FORMAT Describes the content of the sample column reported in the VCF file. In our case GT:PL:DP:DPR.
SRR31589146 1st isolate: The results for the sequence data SRR31589146 in the format specified in FORMAT.
SRR31589147 2nd isolate: The results for the sequence data SRR31589147 in the format specified in FORMAT.
SRR31589148 3rd isolate: The results for the sequence data SRR31589148 in the format specified in FORMAT.
SRR31679023 4th isolate: The results for the sequence data SRR31679023 in the format specified in FORMAT.

To understand how the data is stored, we have to look at FORMAT in detail. This is where two values are of great importance: DP and DPR.

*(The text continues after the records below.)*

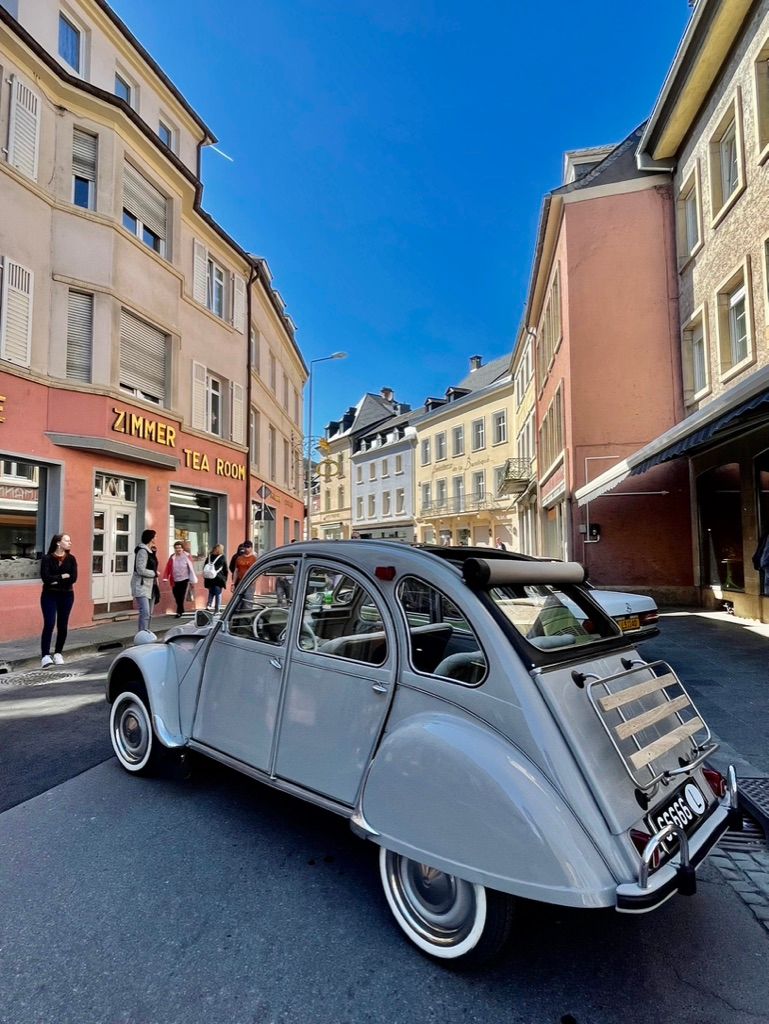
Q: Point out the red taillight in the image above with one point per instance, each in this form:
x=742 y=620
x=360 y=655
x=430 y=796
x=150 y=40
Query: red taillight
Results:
x=639 y=840
x=716 y=781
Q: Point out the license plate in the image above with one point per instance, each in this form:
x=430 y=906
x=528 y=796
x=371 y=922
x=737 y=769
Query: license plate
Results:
x=685 y=808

Genotype field Description
DP Read depth (number of nucleotides) at this position for this isolate.
DPR The read depth for each allele. Here, the first value corresponds to the reference nucleotide (REF), the second to the first possible allele (ALT1), the second to the second possible allele (ALT2) and the third value to the last possible allele (ALT3).
Comment: DPR functional, but deprecated

If you start bcftools mpileup with the Optional tags to output DPR (Number of high-quality bases for each observed allele) option, you will see a warning in the information panel of the VCF file: [warning] tag DPR functional but deprecated. Please switch to AD in future. At the time of writing this tutorial, I was using DPR. It works the same way with Optional tags to output option AD (instead of DPR), but you will need to adjust something later in the workflow. The tutorial will be switched to AD in the near future. For now, we stick with DPR.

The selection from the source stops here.